Jack. I am in love with Gwendolen. I have come up to town expressly to propose to her.
Algernon. I thought you had come up for pleasure? . . . I call that business.
It is very romantic to be in love. But there is nothing romantic about a definite proposal. Why, one may be accepted. One usually is, I believe. Then the excitement is all over. The very essence of romance is uncertainty.
It is absurd to have a hard and fast rule about what one should read and what one shouldn’t. More than half of modern culture depends on what one shouldn’t read.
Ignorance is like a delicate exotic fruit; touch it and the bloom is gone.

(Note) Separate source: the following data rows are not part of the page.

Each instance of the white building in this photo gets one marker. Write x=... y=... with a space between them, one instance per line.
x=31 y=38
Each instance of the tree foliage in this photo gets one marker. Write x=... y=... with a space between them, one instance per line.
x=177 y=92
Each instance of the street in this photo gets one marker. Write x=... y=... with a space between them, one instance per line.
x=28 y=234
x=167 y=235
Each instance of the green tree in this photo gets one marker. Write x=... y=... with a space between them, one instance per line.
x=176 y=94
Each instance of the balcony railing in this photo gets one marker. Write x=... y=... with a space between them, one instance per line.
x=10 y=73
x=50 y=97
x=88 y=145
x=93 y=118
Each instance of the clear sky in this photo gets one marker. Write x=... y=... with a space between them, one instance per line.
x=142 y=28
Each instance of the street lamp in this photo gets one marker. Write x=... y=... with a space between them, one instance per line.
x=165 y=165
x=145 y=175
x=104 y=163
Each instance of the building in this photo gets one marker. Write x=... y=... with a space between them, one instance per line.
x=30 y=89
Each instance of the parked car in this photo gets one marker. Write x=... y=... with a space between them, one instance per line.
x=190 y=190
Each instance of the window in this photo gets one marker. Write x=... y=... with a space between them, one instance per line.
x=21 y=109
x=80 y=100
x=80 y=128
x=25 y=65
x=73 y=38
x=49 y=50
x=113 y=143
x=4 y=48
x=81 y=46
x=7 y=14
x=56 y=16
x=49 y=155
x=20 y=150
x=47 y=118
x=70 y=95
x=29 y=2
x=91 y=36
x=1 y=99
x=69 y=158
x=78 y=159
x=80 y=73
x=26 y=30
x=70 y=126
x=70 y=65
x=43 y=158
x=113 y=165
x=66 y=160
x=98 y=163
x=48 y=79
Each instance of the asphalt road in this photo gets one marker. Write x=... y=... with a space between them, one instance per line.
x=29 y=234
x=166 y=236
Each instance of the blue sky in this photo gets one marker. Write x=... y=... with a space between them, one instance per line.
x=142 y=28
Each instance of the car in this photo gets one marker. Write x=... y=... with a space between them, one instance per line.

Land has ceased to be either a profit or a pleasure. It gives one position, and prevents one from keeping it up.
Relations are simply a tedious pack of people, who haven’t got the remotest knowledge of how to live, nor the smallest instinct about when to die.
All women become like their mothers. That is their tragedy. No man does. That’s his.
Jack. I wish to goodness we had a few fools left.
Algernon. We have.
Jack. I should extremely like to meet them. What do they talk about?
Algernon. The fools? Oh! about the clever people, of course.
Jack. What fools!
^Such a subtle joke
Algernon. I hope to-morrow will be a fine day, Lane.
Lane. It never is, sir.
Algernon. Lane, you’re a perfect pessimist.
Lane. I do my best to give satisfaction, sir.
The servants in Wilde’s works are usually quite clever and Lane is not just clever, she’s pessimistic too! Double whammy!